Ucuz ve temiz jeotermal enerji, Japonya’nın yönetilmesine yardımcı olabilir. Yani neden olmasın?

iclal

Global Mod
Global Mod
Japonya’da gezginler için popüler bir kaçamak, bazıları yüzyıllardır uğrak yeri olan, dağlarda veya doğal kıyı şeridinde yer alan binlerce kaplıca beldesinden birinde inziva yeridir.

Hepsi Japonya’nın bol jeotermal enerjisinden güç alıyor. Aslında Japonya o kadar geniş bir jeotermal enerji potansiyeline sahip ki, elektrik üretmek için kullanılırsa, ülkenin kömür, gaz veya nükleer santrallerinin yerini almada önemli bir rol oynayabilir.

Bununla birlikte, Japonya’nın jeotermal enerji hırsları, şaşırtıcı derecede güçlü kaplıca sahipleri tarafından onlarca yıldır engellendi.

Yaklaşık 1.300 yaşında olduğu söylenen Fukushima Eyaleti dağlarındaki bir kaplıcanın yanındaki uzak bir handa olan Daimaru Asunaroso’nun sahibi Yoshiyasu Sato, “Yoğun jeotermal gelişme kültürümüz için bir tehdit” dedi. Kaplıcalar için Japonca bir kelime kullanarak, “Onsenimize bir şey olursa, bunun bedelini kim ödeyecek?” dedi.


Dünyadaki herhangi bir ülkenin en büyük üçüncü jeotermal kaynaklarına sahip olduğu düşünülen bir takımada olan Japonya, jeotermal zenginliğinden şaşırtıcı derecede az yararlanıyor. Analistlere göre, elektriğinin yaklaşık yüzde 0,3’ünü jeotermal enerjiden üretiyor, elektrik üretmek için yeni ve daha temiz yollara şiddetle ihtiyaç duyan kaynak fakiri bir ülke için kaçırılmış bir fırsat.


Bu bilmecenin bir yanıtı, Sato-san tarafından işletilen handa olduğu gibi, Japonya’nın saygıdeğer kaplıcalarında yatmaktadır. Onun gibi hanlar, mineral açısından zengin kaplıcalarına zarar vereceğinden korkarak jeotermal projelere onlarca yıldır direniyor.


Önleyici bir hareketle Sato-san, Asunaroso’yu gerçek zamanlı su akışlarını ve sıcaklıklarını izleyen monitörlerle donattı ve ülke çapındaki onsensleri de aynısını yapmaya teşvik ediyor.
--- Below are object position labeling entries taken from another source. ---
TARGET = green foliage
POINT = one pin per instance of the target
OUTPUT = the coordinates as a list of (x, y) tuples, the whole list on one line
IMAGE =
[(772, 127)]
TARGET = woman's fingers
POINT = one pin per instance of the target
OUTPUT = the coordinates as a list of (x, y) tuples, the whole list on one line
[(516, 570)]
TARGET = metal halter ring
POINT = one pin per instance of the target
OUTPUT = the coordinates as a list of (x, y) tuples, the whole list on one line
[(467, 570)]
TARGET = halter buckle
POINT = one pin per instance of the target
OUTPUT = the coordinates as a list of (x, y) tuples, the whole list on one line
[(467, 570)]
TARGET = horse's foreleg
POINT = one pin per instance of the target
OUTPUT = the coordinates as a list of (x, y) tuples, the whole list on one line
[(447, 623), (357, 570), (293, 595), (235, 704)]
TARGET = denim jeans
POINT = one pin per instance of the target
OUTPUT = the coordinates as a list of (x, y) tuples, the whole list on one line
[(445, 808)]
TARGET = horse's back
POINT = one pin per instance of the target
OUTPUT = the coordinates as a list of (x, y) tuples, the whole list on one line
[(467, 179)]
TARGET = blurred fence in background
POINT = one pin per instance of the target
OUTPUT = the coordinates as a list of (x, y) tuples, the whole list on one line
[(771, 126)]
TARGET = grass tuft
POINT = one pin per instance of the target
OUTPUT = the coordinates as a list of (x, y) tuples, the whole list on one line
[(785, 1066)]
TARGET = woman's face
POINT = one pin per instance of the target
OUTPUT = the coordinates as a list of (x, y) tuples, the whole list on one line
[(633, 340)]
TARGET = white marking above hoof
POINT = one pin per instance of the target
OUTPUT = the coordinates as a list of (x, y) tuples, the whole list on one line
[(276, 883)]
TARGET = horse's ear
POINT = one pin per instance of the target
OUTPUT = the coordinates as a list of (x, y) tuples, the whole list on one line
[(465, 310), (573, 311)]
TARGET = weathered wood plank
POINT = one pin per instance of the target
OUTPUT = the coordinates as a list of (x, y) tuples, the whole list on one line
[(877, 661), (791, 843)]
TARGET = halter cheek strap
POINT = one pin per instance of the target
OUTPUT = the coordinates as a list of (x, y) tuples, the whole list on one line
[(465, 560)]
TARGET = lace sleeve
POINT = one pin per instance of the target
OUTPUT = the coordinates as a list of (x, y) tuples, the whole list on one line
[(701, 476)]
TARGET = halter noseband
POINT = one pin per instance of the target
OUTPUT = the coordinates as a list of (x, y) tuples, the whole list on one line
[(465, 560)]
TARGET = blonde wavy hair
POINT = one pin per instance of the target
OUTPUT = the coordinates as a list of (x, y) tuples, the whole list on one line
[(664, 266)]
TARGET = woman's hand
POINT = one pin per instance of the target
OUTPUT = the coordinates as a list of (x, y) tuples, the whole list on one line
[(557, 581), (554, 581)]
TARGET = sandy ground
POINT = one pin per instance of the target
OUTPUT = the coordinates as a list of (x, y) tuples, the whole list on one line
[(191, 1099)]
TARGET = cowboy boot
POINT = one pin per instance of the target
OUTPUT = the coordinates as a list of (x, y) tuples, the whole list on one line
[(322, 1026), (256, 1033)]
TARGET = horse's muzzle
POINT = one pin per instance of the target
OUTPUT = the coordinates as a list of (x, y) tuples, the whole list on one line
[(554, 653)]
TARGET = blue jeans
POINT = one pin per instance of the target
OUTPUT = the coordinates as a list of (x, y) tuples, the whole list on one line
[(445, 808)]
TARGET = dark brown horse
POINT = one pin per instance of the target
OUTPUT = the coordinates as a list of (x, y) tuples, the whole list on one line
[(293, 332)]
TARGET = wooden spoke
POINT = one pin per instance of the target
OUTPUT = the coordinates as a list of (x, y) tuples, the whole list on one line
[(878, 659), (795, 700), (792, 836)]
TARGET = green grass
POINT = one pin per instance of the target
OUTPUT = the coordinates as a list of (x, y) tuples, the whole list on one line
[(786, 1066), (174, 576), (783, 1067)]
Kabaca Japonya’nın Tenha Kaplıcalarını Koruma Derneği’ne tercüme edilen şeyin başkanı olarak, jeotermal kalkınmaya karşı çıktı.


En son iklim değişikliği haberlerini anlayın

Harita 1 / 4


Zaman bitiyor. Birleşmiş Milletler tarafından toplanan uzmanlardan oluşan bir panel olan Hükümetlerarası İklim Değişikliği Paneli’nin yeni bir raporu, Dünya’nın önümüzdeki on yıl içinde küresel ısınma için kritik bir eşiği geçeceğini ve ulusların fosilden acil ve sert bir şekilde uzaklaşması gerektiğini söylüyor. yakıtlar , gezegenin bu seviyenin ötesinde tehlikeli bir şekilde aşırı ısınmasını önlemek için.


Tehlikede olan bir tür. Federal yetkililer, yakın zamana kadar Kuzey Amerika’nın batı kıyısındaki sularda gelişen ve deniz ekosistemlerinin dengesinin korunmasında kilit rol oynayan dev deniz yıldızları olan ayçiçeği deniz yıldızlarının kritik derecede tehlike altında olduğunu ve Nesli Tükenmekte Olan Türler Yasası kapsamında korunması gerektiğini söyledi.


Kuraklık ve sellerin ölçülmesi. Bilim adamları, artan sıcaklıkların şiddetli yağışlar ve yoğun kuraklıklar gibi daha nemli ve daha kuru küresel aşırılıklara yol açacağı konusunda uzun süredir uyarıyorlar. Sudaki dalgalanmaları ölçmek için yerçekimindeki değişiklikleri tespit edebilen uyduları kullanan yeni bir çalışma, bunun zaten nerede olabileceğini gösteriyor.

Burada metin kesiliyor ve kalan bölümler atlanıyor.